# Question #bfcbb

May 19, 2017

$3.8 \cdot {10}^{- 21} \text{g}$

#### Explanation:

Copper has a molar mass of ${\text{63.546 g mol}}^{- 1}$, which means that $1$ mole of copper has a mass of $\text{63.546 g}$.

Now, in order to have $1$ mole of copper, you need to have $6.022 \cdot {10}^{23}$ atoms of copper $\to$ this is known as Avogadro's constant.
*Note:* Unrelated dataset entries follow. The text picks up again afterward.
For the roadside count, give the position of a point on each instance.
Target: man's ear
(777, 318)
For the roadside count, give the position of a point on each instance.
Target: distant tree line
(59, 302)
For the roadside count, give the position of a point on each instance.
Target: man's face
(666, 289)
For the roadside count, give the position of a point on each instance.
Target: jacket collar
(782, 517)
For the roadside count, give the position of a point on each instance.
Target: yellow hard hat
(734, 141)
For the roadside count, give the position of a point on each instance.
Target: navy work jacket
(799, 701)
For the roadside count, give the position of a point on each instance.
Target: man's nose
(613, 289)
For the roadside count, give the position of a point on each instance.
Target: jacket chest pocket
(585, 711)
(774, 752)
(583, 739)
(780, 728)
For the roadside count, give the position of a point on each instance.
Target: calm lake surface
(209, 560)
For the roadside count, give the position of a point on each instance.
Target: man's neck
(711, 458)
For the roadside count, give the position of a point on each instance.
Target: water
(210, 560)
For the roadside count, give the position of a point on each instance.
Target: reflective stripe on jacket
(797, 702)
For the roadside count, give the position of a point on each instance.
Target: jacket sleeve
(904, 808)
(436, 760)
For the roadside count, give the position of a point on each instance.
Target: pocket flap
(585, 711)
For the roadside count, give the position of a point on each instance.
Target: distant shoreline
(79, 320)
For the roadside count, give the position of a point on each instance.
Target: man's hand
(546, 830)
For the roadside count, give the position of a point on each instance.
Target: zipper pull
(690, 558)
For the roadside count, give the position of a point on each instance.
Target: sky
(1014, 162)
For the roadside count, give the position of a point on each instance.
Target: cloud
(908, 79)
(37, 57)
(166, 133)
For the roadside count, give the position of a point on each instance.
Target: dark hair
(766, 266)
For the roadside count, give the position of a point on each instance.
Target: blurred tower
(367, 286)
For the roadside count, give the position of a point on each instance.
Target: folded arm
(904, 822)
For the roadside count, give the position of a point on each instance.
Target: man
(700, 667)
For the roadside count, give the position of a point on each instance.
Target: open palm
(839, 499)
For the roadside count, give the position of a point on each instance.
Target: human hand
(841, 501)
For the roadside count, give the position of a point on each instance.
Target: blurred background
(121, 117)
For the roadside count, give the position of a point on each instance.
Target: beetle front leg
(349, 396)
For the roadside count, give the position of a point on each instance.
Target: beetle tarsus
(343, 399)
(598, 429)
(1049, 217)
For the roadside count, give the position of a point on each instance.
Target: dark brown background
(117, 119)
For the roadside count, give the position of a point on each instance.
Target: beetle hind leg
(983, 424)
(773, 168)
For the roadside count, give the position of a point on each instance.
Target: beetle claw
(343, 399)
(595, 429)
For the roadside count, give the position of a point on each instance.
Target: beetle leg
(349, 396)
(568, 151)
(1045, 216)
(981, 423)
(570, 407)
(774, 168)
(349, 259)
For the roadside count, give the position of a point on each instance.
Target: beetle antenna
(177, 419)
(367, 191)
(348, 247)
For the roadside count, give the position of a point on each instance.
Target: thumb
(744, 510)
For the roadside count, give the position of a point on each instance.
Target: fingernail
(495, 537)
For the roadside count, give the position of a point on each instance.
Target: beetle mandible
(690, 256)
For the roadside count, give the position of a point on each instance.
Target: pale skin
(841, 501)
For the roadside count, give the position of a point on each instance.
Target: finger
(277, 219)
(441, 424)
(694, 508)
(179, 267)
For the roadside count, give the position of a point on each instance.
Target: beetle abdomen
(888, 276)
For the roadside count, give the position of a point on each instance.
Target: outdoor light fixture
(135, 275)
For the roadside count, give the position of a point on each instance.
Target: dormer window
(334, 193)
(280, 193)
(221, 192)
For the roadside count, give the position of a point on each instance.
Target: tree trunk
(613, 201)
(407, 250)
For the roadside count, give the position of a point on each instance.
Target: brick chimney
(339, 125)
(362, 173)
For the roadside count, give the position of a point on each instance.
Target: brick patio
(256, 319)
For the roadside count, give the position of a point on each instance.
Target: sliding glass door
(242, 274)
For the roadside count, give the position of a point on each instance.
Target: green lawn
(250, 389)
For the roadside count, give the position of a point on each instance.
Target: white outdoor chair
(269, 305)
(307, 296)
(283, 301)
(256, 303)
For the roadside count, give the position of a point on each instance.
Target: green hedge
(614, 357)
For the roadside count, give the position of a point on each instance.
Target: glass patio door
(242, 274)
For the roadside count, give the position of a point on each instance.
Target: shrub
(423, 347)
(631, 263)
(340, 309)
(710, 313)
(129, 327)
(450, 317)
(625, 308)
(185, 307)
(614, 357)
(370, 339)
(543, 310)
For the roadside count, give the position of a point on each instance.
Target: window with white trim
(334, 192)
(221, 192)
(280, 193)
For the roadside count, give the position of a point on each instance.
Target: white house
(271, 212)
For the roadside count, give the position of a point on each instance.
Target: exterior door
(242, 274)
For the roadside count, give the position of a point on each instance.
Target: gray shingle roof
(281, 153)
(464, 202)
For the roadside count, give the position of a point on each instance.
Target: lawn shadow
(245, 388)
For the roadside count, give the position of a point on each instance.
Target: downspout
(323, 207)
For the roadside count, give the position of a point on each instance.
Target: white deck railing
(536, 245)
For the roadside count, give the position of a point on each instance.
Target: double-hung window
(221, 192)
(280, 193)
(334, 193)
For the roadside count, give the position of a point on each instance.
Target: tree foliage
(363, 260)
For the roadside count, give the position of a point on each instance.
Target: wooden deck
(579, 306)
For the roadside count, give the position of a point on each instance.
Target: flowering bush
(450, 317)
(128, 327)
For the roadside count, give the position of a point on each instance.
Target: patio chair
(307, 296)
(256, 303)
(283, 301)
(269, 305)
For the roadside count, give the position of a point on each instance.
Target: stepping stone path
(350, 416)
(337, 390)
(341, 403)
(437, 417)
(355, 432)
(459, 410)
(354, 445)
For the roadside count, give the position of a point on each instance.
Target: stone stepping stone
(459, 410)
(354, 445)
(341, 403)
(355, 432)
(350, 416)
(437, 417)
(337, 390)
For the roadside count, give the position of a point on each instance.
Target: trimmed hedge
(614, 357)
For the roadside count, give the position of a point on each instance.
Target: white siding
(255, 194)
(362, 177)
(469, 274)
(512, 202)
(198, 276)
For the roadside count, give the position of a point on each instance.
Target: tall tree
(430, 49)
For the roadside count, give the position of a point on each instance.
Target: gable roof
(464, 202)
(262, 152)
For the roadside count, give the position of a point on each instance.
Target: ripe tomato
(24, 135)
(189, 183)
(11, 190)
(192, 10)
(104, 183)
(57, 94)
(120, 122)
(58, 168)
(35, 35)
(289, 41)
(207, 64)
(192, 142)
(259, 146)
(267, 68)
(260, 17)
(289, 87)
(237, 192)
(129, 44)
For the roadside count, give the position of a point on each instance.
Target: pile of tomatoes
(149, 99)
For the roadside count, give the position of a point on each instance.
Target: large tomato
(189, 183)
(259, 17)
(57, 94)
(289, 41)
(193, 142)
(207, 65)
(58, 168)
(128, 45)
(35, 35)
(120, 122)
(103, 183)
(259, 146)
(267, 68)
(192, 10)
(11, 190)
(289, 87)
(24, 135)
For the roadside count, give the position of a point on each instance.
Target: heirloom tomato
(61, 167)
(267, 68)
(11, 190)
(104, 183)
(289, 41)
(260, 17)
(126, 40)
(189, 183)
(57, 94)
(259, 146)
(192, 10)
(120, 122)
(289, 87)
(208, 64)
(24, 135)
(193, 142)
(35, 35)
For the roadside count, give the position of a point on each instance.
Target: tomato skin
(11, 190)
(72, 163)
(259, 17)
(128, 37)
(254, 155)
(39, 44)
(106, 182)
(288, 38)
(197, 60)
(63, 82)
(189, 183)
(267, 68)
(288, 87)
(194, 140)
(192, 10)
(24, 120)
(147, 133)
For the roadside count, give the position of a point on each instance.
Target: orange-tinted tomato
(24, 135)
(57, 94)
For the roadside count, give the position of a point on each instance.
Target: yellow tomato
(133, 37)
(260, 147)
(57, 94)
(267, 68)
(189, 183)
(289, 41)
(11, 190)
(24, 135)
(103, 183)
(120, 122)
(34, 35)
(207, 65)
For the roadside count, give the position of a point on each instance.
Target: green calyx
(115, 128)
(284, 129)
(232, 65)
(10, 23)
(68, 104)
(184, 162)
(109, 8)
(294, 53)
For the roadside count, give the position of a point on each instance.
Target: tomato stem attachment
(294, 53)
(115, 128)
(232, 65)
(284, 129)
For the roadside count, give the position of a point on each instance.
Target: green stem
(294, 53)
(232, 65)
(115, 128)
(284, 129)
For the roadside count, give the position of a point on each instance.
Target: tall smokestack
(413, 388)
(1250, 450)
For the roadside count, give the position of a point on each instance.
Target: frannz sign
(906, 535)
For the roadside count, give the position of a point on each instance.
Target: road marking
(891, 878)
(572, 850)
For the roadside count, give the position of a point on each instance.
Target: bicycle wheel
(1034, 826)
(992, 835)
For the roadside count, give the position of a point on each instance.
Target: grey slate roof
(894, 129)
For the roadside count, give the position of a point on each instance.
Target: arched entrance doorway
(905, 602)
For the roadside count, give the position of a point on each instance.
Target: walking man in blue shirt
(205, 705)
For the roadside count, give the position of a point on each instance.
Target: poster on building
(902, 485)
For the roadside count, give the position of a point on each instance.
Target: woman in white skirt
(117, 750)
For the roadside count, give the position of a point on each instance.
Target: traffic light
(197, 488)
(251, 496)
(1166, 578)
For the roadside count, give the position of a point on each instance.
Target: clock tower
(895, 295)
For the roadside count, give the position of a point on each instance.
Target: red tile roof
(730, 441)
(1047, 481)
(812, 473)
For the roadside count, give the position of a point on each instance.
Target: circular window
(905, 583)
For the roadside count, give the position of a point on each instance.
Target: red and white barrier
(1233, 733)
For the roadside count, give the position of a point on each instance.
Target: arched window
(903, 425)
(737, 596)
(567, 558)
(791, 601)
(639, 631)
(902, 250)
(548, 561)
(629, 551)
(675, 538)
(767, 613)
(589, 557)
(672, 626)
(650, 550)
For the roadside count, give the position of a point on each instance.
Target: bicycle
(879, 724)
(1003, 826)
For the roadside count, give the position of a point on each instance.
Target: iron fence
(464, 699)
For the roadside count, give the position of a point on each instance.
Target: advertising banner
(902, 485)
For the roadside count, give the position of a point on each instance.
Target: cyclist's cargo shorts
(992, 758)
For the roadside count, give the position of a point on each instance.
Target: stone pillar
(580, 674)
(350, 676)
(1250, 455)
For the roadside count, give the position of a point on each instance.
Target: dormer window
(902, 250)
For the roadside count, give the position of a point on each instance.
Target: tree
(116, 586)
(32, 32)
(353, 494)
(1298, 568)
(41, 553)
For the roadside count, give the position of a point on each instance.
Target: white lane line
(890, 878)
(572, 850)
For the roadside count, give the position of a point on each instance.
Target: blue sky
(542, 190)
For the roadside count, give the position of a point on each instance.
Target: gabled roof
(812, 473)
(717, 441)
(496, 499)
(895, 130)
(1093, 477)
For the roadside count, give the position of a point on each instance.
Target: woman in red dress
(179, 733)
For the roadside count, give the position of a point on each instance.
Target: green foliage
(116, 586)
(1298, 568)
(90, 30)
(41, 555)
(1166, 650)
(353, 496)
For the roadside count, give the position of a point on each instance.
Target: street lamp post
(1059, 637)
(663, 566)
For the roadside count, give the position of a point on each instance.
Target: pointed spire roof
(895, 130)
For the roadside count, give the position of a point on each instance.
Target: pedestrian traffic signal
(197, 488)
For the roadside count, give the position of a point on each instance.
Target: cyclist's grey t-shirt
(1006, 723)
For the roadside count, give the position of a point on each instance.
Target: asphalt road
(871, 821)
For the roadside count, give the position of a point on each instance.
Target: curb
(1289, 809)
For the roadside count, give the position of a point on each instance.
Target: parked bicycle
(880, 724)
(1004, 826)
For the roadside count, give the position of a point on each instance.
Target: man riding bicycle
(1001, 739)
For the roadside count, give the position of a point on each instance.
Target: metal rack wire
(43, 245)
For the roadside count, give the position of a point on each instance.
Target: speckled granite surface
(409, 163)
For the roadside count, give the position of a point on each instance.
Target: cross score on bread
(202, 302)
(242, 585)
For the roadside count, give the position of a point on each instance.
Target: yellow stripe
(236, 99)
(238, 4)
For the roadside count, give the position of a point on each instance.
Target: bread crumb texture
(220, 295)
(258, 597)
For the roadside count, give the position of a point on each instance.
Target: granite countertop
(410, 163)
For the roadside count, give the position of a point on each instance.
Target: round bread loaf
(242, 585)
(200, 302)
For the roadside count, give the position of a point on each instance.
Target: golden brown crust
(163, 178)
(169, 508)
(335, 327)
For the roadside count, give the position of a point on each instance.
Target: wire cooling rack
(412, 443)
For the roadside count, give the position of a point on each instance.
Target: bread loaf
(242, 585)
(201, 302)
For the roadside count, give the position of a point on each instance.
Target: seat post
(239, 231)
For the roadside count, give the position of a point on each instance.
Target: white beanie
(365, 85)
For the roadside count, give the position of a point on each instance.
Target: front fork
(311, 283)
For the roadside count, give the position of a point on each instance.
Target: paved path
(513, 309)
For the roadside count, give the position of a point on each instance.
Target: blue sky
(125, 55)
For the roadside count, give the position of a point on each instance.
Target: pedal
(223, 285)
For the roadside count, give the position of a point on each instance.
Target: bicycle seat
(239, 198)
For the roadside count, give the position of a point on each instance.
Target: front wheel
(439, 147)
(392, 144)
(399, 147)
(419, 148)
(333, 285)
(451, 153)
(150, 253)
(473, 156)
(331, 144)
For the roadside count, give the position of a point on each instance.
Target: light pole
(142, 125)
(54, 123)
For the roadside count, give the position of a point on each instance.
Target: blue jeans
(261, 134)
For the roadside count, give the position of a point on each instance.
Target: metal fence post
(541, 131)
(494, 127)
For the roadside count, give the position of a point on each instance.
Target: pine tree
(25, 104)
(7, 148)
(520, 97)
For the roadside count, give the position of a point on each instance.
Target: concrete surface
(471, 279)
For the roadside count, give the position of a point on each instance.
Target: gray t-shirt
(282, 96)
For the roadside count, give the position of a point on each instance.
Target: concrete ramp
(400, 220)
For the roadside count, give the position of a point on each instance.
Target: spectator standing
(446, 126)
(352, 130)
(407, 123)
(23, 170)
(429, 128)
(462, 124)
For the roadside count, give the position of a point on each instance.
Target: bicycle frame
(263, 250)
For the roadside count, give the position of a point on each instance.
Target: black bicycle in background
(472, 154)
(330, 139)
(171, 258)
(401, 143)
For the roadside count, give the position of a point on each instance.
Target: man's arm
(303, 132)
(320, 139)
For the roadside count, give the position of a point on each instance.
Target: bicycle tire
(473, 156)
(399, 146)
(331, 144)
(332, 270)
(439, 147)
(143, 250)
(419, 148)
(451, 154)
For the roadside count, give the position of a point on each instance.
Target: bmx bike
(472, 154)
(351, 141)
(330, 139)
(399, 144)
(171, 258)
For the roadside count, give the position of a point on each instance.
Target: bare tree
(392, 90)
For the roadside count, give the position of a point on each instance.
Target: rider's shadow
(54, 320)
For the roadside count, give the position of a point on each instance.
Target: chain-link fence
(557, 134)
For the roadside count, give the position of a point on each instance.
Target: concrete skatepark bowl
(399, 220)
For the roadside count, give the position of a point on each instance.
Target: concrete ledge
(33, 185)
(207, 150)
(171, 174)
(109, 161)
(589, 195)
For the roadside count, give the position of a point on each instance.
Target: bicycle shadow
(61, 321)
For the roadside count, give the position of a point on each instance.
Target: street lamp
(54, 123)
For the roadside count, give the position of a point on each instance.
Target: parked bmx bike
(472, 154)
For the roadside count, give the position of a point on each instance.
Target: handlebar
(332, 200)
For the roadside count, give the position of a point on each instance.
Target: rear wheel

So, right from the start, you can say that if $1$ mole of copper has a mass of $\text{63.546 g}$ and $1$ mole of copper contains $6.022 \cdot {10}^{23}$ atoms of copper, then

$6.022 \cdot {10}^{23} \textcolor{w h i t e}{.} \text{atoms Cu " -> " 63.546 g}$

All you have to do now is to use this as a conversion factor to calculate the mass of $6$ atoms of copper

$6 \textcolor{red}{\cancel{\textcolor{b l a c k}{\text{atoms Cu"))) * "63.546 g"/(6.022 * 10^(23)color(red)(cancel(color(black)("atoms Cu")))) = color(darkgreen)(ul(color(black)(3.8 * 10^(-21)color(white)(.)"g}}}}$

I'll leave the answer rounded to two sig figs.